Anfield Capital rolled out a multi-purpose, actively managed fixed-income ETF that draws upon the expertise from its five-year old mutual fund offering.

Anfield Capital recently launched the Anfield Universal Fixed Income ETF (Cboe: AFIF), which has a 0.95% expense ratio.

Anfield’s Cyrille Conseil, Peter van de Zilver and David Young serve as the portfolio managers of the active bond ETF.

The Anfield Universal Fixed Income ETF tries to generate current income and has broad flexibility to allocate its assets across different types of securities and sectors of the fixed income markets, according to the ETF’s prospectus.

AFIF’s portfolio may include corporate bonds, U.S. government and agency securities, master-limited partners, private debt, foreign sovereign bonds, convertible securities, bank loans, asset-backed securities, mortgage-backed securities and cash equivalent instruments. The ETF may also hold dividend-paying stocks.

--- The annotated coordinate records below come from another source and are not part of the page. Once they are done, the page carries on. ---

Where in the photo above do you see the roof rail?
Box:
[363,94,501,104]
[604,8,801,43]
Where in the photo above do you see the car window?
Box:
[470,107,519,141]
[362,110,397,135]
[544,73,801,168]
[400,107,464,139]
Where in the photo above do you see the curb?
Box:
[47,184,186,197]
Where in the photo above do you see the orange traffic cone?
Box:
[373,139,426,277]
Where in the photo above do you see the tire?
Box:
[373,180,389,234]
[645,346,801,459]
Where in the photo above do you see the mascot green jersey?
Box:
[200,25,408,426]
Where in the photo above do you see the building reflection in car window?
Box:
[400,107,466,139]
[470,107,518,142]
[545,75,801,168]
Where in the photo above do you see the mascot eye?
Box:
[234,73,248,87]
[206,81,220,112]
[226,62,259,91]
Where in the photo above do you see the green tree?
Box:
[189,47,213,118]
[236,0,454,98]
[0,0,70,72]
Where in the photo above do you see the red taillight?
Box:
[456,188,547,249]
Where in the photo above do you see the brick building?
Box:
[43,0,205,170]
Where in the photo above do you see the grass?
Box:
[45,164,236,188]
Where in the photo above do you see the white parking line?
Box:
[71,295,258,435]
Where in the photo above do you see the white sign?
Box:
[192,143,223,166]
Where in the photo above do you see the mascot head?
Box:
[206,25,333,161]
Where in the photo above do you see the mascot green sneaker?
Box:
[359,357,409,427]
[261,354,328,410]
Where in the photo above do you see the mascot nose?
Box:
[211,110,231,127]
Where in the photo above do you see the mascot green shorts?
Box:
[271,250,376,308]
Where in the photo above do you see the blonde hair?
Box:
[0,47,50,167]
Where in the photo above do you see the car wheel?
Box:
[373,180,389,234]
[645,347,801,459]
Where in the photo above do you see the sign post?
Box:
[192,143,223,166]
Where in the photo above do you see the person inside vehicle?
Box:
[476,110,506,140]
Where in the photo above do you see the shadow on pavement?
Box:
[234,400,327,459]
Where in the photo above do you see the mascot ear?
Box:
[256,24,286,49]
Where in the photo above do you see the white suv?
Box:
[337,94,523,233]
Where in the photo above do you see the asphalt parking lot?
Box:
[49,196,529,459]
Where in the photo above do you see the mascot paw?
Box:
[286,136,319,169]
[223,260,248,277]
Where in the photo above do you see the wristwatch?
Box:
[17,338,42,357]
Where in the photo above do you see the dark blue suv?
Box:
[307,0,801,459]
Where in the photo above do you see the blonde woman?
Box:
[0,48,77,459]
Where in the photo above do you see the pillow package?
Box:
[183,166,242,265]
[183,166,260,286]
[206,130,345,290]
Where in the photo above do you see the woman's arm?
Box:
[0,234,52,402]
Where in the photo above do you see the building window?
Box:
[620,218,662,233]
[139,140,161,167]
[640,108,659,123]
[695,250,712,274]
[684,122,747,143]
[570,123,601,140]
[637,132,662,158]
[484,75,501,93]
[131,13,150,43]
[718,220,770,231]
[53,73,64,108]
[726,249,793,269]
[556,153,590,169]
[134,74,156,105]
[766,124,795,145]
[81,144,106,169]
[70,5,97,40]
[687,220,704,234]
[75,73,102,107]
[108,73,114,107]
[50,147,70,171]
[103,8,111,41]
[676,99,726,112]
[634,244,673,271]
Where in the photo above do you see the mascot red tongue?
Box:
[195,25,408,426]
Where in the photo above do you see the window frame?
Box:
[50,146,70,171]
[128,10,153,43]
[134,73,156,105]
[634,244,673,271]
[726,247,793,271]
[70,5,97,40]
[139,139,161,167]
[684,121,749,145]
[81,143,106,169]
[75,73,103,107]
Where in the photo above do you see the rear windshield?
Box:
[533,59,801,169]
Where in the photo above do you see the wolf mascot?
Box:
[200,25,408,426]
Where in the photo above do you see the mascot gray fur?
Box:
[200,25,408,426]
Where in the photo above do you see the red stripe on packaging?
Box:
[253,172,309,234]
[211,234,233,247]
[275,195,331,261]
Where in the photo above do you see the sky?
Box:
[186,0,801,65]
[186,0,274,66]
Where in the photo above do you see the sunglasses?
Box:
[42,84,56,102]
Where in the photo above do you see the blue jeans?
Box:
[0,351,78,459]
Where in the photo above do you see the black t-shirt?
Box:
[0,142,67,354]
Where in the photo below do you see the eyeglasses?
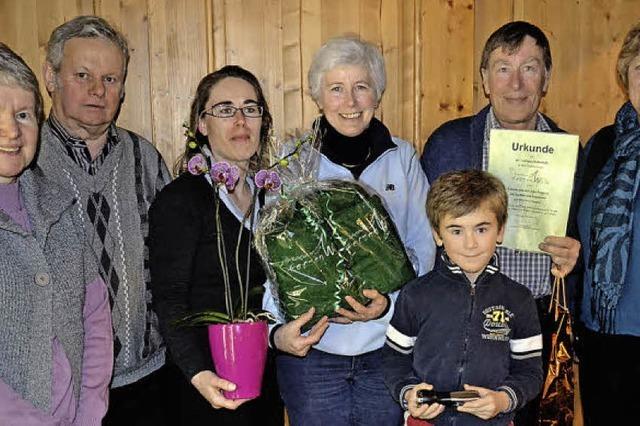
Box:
[202,104,264,118]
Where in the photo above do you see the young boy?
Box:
[383,170,542,425]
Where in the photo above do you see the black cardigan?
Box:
[148,173,266,380]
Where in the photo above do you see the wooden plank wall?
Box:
[0,0,640,170]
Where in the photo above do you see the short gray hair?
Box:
[308,37,387,102]
[616,22,640,95]
[47,15,129,77]
[0,42,44,127]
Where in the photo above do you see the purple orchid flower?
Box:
[187,154,208,175]
[211,161,240,191]
[254,169,282,191]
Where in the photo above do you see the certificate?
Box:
[488,129,579,252]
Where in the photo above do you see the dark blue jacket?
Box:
[383,262,542,425]
[420,105,584,308]
[420,105,564,183]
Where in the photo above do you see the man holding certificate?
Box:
[421,21,580,426]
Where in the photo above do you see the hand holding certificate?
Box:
[488,129,579,252]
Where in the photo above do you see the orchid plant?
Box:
[172,124,309,326]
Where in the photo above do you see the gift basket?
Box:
[255,125,415,324]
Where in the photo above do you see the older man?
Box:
[38,16,170,425]
[421,21,580,426]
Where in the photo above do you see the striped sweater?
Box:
[37,122,171,387]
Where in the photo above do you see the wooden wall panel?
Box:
[96,0,153,140]
[148,0,209,167]
[414,0,474,152]
[0,0,640,163]
[473,0,514,113]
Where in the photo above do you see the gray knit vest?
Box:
[38,123,170,387]
[0,168,98,412]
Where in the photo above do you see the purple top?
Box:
[0,183,113,425]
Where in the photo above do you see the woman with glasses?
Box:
[149,66,284,426]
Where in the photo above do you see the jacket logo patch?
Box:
[482,305,513,342]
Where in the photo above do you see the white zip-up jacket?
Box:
[263,138,436,356]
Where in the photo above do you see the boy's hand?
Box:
[457,385,510,420]
[538,236,580,278]
[331,289,390,324]
[404,383,444,420]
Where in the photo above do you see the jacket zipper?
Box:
[458,282,476,389]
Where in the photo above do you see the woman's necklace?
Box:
[340,145,371,169]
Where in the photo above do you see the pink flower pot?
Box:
[208,321,269,399]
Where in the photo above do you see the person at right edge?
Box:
[420,21,582,426]
[578,23,640,425]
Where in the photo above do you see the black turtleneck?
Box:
[320,115,395,179]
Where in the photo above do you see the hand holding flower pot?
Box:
[208,321,268,399]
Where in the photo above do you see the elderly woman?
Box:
[578,23,640,425]
[0,43,113,425]
[264,38,435,425]
[149,65,284,426]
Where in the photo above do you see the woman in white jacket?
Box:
[264,38,435,426]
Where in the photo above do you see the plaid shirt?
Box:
[47,114,119,176]
[482,107,551,299]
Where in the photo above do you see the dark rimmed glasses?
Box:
[202,104,264,118]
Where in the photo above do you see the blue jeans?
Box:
[277,349,403,426]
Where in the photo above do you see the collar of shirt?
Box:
[47,113,120,175]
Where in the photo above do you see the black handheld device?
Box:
[417,389,480,407]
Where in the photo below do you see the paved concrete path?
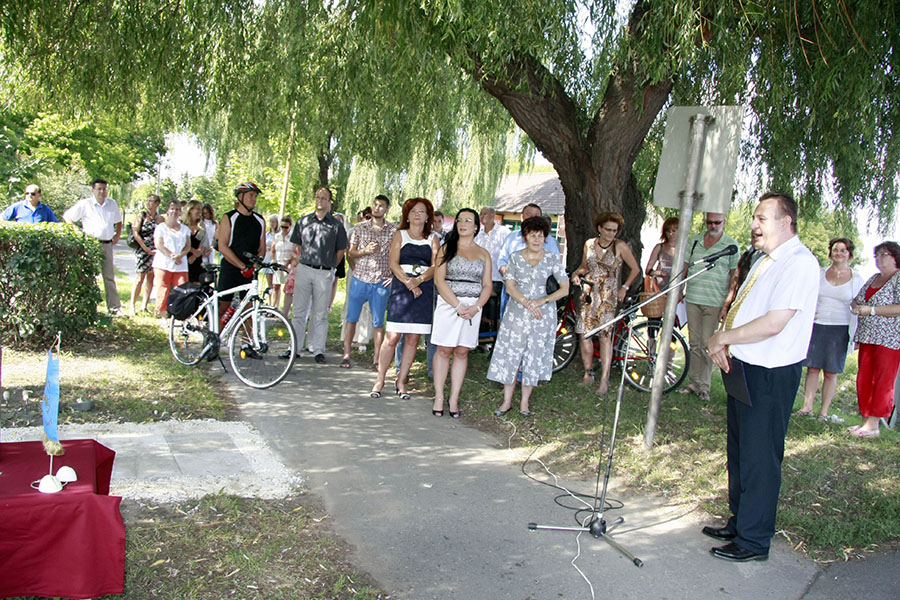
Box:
[221,354,898,600]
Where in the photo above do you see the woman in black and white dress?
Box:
[431,208,493,419]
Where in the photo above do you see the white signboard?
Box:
[653,106,744,213]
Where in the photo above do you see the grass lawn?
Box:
[330,298,900,562]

Additionally, the portfolio may include various types of derivatives, including futures, options, credit default swaps, total return swaps and repurchase agreements as a substitute for making direct investments in underlying instruments, to reduce certain exposures or to “hedge” against market volatility and other risks.

Some investors may be somewhat familiar with the strategy as AFIF acts as the sister fund to the Anfield Universal Fixed income Fund (AFLIX), which has a five-year track record. The ETF and mutual fund are both managed similarly but in different investment wrappers.

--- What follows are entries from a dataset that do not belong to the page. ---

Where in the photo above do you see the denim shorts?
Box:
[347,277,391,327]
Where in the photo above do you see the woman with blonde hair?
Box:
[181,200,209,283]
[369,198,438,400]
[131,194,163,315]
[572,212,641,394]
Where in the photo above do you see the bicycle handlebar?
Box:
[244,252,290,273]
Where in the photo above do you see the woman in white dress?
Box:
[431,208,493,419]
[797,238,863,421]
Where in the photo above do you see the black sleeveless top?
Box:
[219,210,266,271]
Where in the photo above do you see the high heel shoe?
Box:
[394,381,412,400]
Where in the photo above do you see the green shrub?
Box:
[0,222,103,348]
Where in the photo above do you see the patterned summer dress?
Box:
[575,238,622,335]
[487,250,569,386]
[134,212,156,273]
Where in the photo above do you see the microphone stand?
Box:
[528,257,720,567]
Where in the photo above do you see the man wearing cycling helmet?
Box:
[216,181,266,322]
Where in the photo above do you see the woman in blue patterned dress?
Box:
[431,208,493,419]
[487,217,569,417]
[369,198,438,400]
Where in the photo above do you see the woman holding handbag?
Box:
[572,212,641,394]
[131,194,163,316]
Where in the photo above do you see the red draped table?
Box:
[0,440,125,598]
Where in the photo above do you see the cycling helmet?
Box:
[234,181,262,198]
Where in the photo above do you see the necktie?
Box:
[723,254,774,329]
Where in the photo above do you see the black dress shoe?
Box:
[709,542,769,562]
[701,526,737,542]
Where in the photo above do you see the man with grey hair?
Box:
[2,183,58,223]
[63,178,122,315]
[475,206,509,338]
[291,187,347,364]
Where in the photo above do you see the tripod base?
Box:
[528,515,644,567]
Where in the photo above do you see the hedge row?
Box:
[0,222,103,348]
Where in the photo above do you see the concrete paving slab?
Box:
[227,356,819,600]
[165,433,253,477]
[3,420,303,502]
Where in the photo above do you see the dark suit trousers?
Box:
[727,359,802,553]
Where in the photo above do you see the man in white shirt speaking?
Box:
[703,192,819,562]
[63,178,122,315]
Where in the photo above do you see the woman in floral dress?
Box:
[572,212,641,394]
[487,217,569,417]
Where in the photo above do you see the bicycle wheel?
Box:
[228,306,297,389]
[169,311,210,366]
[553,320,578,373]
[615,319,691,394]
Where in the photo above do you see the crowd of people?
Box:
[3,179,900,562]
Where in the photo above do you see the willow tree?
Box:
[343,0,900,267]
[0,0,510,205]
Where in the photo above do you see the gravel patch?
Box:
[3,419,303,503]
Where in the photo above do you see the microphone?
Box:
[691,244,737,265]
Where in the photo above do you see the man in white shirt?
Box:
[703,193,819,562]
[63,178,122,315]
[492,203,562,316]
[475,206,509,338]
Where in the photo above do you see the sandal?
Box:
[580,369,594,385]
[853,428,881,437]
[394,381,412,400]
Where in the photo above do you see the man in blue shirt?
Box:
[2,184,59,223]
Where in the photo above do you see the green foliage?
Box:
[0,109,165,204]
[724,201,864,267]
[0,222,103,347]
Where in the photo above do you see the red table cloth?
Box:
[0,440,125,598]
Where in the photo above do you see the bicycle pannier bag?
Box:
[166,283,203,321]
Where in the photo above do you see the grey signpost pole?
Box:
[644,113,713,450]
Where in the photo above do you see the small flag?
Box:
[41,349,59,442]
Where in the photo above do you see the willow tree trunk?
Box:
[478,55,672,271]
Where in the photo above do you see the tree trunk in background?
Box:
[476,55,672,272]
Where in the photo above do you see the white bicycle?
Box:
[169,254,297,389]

Anfield’s managers try to achieve long-term secular orientation; value-driven with an income focus; benchmark, asset class and geography agnostic exposure; and a risk centric, downside-protection approach to investing.

The active managers try to achieve their goals through synthesis of top-down macro orientation with bottoms up security selection by targeting higher quality company bias and price adjusted quality bias. Additionally, investors may find that sector and asset class weightings are the result of the team’s bottoms up analysis.